The Barry Buccaneers are the athletic teams that represent Barry University, located in Miami Shores, Florida, United States, in NCAA Division II intercollegiate sports. The Buccaneers compete as members of the Sunshine State Conference. Barry has been a member of the SSC since 1988. Barry University currently competes in 12 intercollegiate sports for men and women.

History
Within the first 33 years of Buccaneer Athletics, Barry won 18 national championships. Barry has won 66 SSC titles in 14 different sports since it joined the SSC in 1988. They are the only conference school to hold a league title in all 12 sports that they have sponsored. The Buccaneers have also won the SSC Women's Mayor's Cup All-Sports Trophy on five occasions, in 1990–91, 1996–97, 1999–00, 2001–02 and 2005–06. In 2006–07, the Buccaneer men finally claimed a Mayor's Cup of their own, as none of the five teams finished outside the top three in the conference. The men were co-winners in 2008-09 for their second cup and took their third in 2010–11.

Championships
As of the 2019–20 season, Barry has won 22 national championships.
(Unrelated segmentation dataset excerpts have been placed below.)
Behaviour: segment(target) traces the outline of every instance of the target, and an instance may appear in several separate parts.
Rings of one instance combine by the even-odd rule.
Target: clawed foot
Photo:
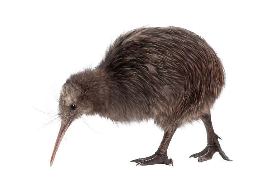
[[[228,161],[233,161],[229,159],[226,155],[224,151],[222,150],[219,144],[215,145],[207,145],[205,149],[200,152],[196,153],[191,155],[189,158],[193,157],[194,158],[198,157],[198,162],[207,161],[212,159],[213,154],[216,152],[218,152],[219,154],[224,160]]]
[[[173,165],[172,160],[171,159],[168,159],[167,154],[158,153],[155,153],[150,157],[145,158],[134,160],[130,162],[138,163],[136,165],[149,165],[159,163],[166,165],[171,164],[172,166]]]

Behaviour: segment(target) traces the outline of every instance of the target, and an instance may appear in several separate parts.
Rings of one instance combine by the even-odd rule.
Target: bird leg
[[[136,165],[149,165],[158,163],[164,164],[166,165],[171,164],[172,165],[173,165],[172,160],[171,159],[168,159],[167,149],[176,130],[175,129],[171,131],[165,131],[164,132],[160,146],[154,154],[147,157],[134,160],[131,162],[138,163]]]
[[[198,157],[198,162],[203,162],[211,159],[213,154],[216,152],[218,152],[223,159],[228,161],[232,161],[226,155],[220,147],[218,139],[221,139],[214,132],[211,119],[210,112],[202,115],[201,119],[206,130],[207,145],[201,152],[192,155],[189,157]]]

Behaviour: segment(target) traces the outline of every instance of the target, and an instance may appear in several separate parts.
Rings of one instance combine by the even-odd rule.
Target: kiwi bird
[[[84,115],[98,114],[115,123],[154,121],[164,132],[157,150],[131,162],[137,165],[173,165],[167,150],[176,129],[201,120],[207,145],[190,157],[211,159],[222,150],[214,132],[210,110],[225,85],[222,63],[206,41],[174,27],[144,27],[125,33],[109,47],[101,62],[71,75],[59,99],[61,125],[51,166],[65,132]]]

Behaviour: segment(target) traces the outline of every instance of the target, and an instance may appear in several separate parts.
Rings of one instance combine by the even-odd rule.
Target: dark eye
[[[73,104],[72,105],[71,105],[71,106],[70,106],[70,108],[72,110],[75,109],[75,108],[76,107],[76,106],[75,106],[75,105],[74,104]]]

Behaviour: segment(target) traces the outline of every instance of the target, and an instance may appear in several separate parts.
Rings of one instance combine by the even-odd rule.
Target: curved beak
[[[64,135],[65,135],[66,131],[67,131],[67,128],[68,128],[70,125],[71,124],[71,121],[70,121],[65,125],[62,124],[61,124],[61,126],[60,126],[60,131],[59,132],[59,134],[58,135],[57,139],[56,140],[56,142],[55,143],[54,148],[53,148],[53,151],[52,152],[52,158],[51,158],[50,165],[51,166],[52,165],[52,163],[53,163],[53,161],[54,160],[54,158],[55,158],[55,155],[56,155],[58,149],[59,148],[59,146],[60,144],[60,142],[61,142],[63,137],[64,137]]]

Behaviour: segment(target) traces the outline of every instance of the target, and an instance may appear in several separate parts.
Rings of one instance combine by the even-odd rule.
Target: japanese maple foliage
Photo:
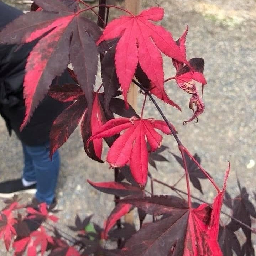
[[[106,5],[105,0],[99,3],[89,6],[80,0],[35,0],[31,12],[0,32],[0,43],[33,45],[26,66],[26,110],[21,129],[47,94],[67,103],[51,129],[50,156],[80,125],[86,154],[103,163],[104,139],[109,147],[106,160],[114,169],[115,181],[87,181],[99,191],[114,195],[115,207],[104,228],[92,222],[92,215],[83,220],[77,215],[75,226],[69,226],[75,234],[67,236],[53,228],[52,222],[58,219],[45,203],[21,205],[15,196],[5,202],[0,213],[0,238],[6,249],[12,247],[15,256],[254,256],[251,234],[255,232],[251,219],[256,218],[256,212],[246,189],[238,181],[239,195],[233,198],[225,191],[229,166],[220,189],[201,166],[198,155],[193,155],[182,143],[155,100],[156,97],[181,110],[166,91],[167,82],[173,82],[191,95],[189,107],[193,114],[184,124],[197,120],[204,110],[204,62],[198,57],[187,60],[188,27],[175,41],[169,32],[155,23],[163,17],[162,8],[151,7],[135,16]],[[126,16],[108,23],[113,8]],[[88,12],[97,15],[97,23],[86,17]],[[173,66],[169,68],[176,70],[174,76],[164,77],[162,53],[171,59]],[[56,79],[51,85],[65,70],[73,83],[60,86]],[[97,70],[102,78],[99,84],[95,84]],[[132,81],[144,97],[140,116],[127,101]],[[197,84],[202,85],[202,92]],[[149,98],[164,121],[143,117]],[[171,161],[163,155],[170,146],[162,146],[160,132],[172,135],[180,152],[179,156],[171,153],[183,174],[174,185],[158,180],[149,171],[149,163],[157,169],[156,161]],[[172,166],[170,163],[167,171]],[[176,187],[183,177],[186,191]],[[212,203],[192,195],[190,182],[202,194],[204,192],[199,179],[208,180],[215,189]],[[176,195],[155,195],[156,183]],[[225,214],[231,218],[225,224],[220,219],[223,200],[231,211]],[[124,223],[122,217],[135,208],[138,226]],[[240,228],[245,237],[241,245],[236,233]],[[110,249],[109,241],[116,243],[116,248]]]

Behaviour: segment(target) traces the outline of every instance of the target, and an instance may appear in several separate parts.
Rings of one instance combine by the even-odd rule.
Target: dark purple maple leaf
[[[105,92],[104,108],[108,113],[110,100],[120,87],[115,66],[115,49],[116,46],[114,46],[108,51],[101,63],[102,83]]]
[[[189,208],[186,201],[173,196],[120,200],[155,216],[164,217],[143,226],[119,255],[221,256],[217,237],[223,193],[223,190],[215,198],[212,207],[203,204],[196,209]]]
[[[230,223],[224,226],[220,226],[218,237],[220,247],[224,256],[233,256],[233,251],[237,256],[244,256],[237,237],[230,228],[232,225]]]
[[[35,2],[43,11],[20,16],[0,33],[2,43],[22,44],[39,39],[26,65],[26,111],[21,129],[47,93],[52,80],[64,72],[70,61],[85,93],[90,112],[98,63],[95,42],[101,34],[95,23],[72,11],[63,2],[51,0],[36,0]]]
[[[159,162],[169,162],[169,161],[160,153],[162,153],[166,149],[169,148],[168,147],[162,145],[160,148],[155,151],[151,152],[148,157],[148,163],[153,166],[156,170],[157,168],[156,165],[155,161]]]
[[[175,158],[175,159],[178,161],[181,166],[184,168],[182,158],[175,154],[170,152]],[[185,158],[187,163],[188,171],[189,174],[189,179],[194,186],[203,194],[202,190],[202,187],[201,186],[199,179],[207,179],[207,178],[205,175],[198,168],[195,164],[195,162],[191,159],[190,157],[186,153],[184,153]],[[196,160],[197,162],[200,164],[201,163],[201,158],[199,157],[197,154],[194,155],[194,158]],[[208,173],[209,174],[209,173]],[[209,174],[210,177],[210,175]]]
[[[92,215],[87,217],[82,221],[78,214],[75,217],[75,226],[69,226],[68,227],[73,231],[78,231],[80,234],[83,234],[85,233],[85,227],[89,224]]]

Of those, women's soccer, volleyball, men's golf, men's tennis and women's tennis each claimed three titles, while rowing won a brace and women's golf captured their first. Men's tennis became the first sport at Barry to win NCAA Championships during undefeated seasons, doing so twice, in 2013 and 2015. Women's tennis set the program record for a perfect season in 2017, going 30–0.

Team championships

Notable Alumni
Multiple alumni of Barry's baseball team have gone on to play Major League Baseball, including pitcher Henry Owens, catcher Yan Gomes, pitcher Tyler Kinley, and second baseman Alex De Goti. MLB pitcher Josh James also briefly attended Barry before transferring to Western Oklahoma State College.